The new design took the lines of the earlier Roadster to extremes: all curves were eliminated and the entire body was forged into a perfect wedge shape. A few slight curves were left on the mudguard, as hints underlining the width of the tyres, but the only truly curved part was the windscreen which, like a low sleek shell wrapping the front like a visor, rose slightly above the taut lines of the sides.
In the front, the idea of the rubber bumper and the famous headlight cluster returned, with the optical groups merged into a single rectangle, now moved to the centre of the low fairing grille in the lower part as well. The sides were taut and clean, featuring a bold orange stripe, with the Pininfarina crest on the side of the front fender and a green four-leaf clover, symbol of the sportiest Alfa Romeos, on the rear mudguard. There were no doors: a sharp edge separated the vertical side from the flat part that ran beside the cockpit, where two NACA-type air intakes were set. The edge defining the wedge rose gently up from the bonnet creating a sharp fin that ended suddenly in the clean break of the truncated tail.

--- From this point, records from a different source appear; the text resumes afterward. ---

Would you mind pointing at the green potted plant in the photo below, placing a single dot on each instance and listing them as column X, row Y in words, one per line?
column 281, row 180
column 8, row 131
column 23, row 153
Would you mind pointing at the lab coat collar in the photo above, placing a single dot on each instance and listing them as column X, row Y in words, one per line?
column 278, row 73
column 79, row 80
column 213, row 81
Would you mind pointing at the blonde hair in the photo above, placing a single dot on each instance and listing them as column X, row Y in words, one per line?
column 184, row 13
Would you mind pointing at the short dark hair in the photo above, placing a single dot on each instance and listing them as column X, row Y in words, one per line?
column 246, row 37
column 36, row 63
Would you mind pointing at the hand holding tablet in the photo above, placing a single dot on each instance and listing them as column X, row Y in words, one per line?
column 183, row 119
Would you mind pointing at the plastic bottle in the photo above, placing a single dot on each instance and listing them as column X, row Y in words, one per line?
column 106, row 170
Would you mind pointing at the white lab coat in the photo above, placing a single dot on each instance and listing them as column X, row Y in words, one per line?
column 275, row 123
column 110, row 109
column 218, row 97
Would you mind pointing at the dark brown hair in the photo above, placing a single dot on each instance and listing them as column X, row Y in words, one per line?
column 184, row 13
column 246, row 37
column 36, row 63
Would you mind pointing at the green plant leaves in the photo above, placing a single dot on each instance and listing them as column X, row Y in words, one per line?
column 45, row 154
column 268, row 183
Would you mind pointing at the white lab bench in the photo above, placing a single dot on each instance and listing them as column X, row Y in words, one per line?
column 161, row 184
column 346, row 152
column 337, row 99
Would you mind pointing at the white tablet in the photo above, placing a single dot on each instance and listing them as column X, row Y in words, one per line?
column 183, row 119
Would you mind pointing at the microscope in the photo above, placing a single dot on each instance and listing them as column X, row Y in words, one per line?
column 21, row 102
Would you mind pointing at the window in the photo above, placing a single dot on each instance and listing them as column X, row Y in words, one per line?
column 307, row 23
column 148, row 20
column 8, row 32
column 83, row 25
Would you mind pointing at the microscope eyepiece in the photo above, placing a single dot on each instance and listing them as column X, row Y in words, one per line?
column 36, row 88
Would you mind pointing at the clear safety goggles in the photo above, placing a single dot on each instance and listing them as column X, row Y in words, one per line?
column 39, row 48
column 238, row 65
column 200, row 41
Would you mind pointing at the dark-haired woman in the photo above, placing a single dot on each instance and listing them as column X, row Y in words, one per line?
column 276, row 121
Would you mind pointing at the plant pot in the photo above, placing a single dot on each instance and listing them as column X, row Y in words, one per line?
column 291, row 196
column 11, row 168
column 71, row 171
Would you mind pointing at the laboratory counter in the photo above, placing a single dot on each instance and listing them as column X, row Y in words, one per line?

The rear "transom", featured a black rectangle which contained the six rear lights and the eight exhausts, each coming from a single cylinder: like a tribute to a racing powerboat. In the cockpit, the four-spoke steering wheel had only the tachometer behind it, the other circular instruments were grouped in a row in the centre of the dashboard. Behind the seats, which echoed the orange colour of the stripes on the body, a thin tubular roll-bar supported the cover of the intake trumpets.
As had happened with the previous "donated" Roadster, the new Spider succeeded in astonishing everyone, offering a completely individual and essential vision of the entire sportscar concept. It is fascinating to note how different the 33 Stradale and the Spider Cuneo were, adopting practically opposite approaches: we could say that, where Scaglione used compasses and curvilinear lines, Pininfarina used right angles and rulers. But he wasn’t the only one: starting from that prototype, taut shapes and extreme wedge-shaped profiles were adopted by various designers in the following years.
The Alfa Romeo 33 Spider Cuneo is still perfectly preserved in the Alfa Romeo Museum in Arese, and is in good company with many other 33s. Many racing versions testify to the evolution and worldwide successes achieved, and alongside the splendid 33 Stradale prototype by Scaglione other coupé designs are featured: the angular Carabo by Bertone designed by Marcello Gandini, with doors that open upwards like the elytra of a beetle; the low, sleek 33/2 Speciale, made by Pininfarina and based on a design by Leonardo Fioravanti; the metallic iridescent Iguana dreamed up by Giorgetto Giugiaro, with bodywork by Italdesign; and, finally, the astonishingly futuristic Navajo, the ultimate dream car based on the Alfa Romeo 33 Stradale. This was the work of the Bertone studio, with lines that remind us of spaceships: it had a lengthened wheelbase on a tubular frame to improve comfort and accommodate an aerodynamic and squared-off rear spoiler.
This amazing selection of iconic concept cars presents a spectacular concentration of Italian flair and creativity: all variations on the theme of an authentic work of art called the Alfa Romeo 33 Stradale.